Odilo stood in the stern with a hand on the tiller; when he saw me, he waved and shouted some encouragement I could not hear. In a moment or two, Pega's round face appeared above the gunnel, then another face, one I did not know, brown and wrinkled. A wave picked me up as a cat does her kittens, and I dove headfirst down its farther side and found the floating rope in the trough. Odilo abandoned the tiller (which was held with a loop of cordage in any case, as I saw when I got on board) and joined in hauling me in. The little boat had only a couple of cubits of freeboard, and it was not difficult to brace my foot on the rudder and vault over the stern.

Although Pega had first seen me less than a watch before, she hugged me like a stuffed toy.

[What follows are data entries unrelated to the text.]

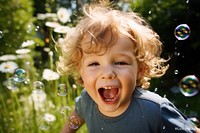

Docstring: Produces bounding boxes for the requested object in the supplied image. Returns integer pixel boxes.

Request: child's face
[80,37,138,117]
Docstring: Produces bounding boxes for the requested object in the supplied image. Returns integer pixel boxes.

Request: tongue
[102,88,118,98]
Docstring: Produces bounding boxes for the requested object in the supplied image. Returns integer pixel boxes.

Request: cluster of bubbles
[174,24,191,40]
[6,68,27,90]
[57,84,68,96]
[68,115,80,129]
[179,75,200,97]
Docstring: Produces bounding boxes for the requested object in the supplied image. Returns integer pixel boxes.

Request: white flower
[58,38,65,44]
[31,90,47,104]
[0,54,17,61]
[0,61,18,73]
[54,26,72,34]
[44,113,56,122]
[57,7,71,23]
[21,40,35,48]
[42,69,60,81]
[45,22,60,28]
[43,47,51,52]
[15,48,31,54]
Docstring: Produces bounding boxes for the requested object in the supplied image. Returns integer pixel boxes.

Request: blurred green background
[0,0,200,133]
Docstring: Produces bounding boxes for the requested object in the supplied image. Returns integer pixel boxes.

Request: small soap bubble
[39,113,56,130]
[58,84,67,96]
[60,106,71,115]
[174,70,179,75]
[33,81,44,90]
[188,117,200,127]
[174,24,191,40]
[6,77,18,90]
[69,116,80,129]
[179,75,200,97]
[14,68,26,82]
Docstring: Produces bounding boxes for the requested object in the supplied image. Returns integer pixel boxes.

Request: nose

Odilo bowed as though we were being presented to each other in the Hypogeum Amaranthine. "Sieur, I feared that you had lost your life among these raging seas!" Odilo bowed again. "Sieur, it is exceeding pleasant as well as quite astonishing, sieur, if I may say so, sieur, to see you once again, sieur!"

Pega was more straightforward. "All of us thought you were dead, Severian!" I asked him where the other woman was, then caught sight of her as a bucketful of water flew over the side and back into the flood. Like a sensible woman, she was bailing; and like a woman of sense, bailing downwind.

"She's here, sieur. We are all here, all here now, sieur. I myself was the first to reach this craft." Odilo inflated his chest with pardonable pride. "I was able to assist the females a bit, sieur. But no one had seen you at all, sieur, not since we cast our lots with the waves, if I may phrase it thus, sieur. We are most happy, sieur, indeed we are quite delighted—" He recollected himself. "Not that a young officer of your physique and undoubted prowess could be in much danger, sieur, where such humble persons as we had come safely through, sieur. Though but narrowly, sieur. Very narrowly, sieur. And yet the young women were concerned for you, sieur, for which I hope and trust you'll forgive them."

"There's nothing to forgive," I told him. "I thank all of you for your help." The old sailor whose boat it was made some complex gesture (half-concealed by his thick coat) that I was unable to follow, then spit to windward.

"Our rescuer," Odilo continued, beaming, "is—"

"Don't matter," the sailor snapped. "You get down there and trim that mains'l. Jib's fouled, too. You stamp now and stutter, or she'll capsize."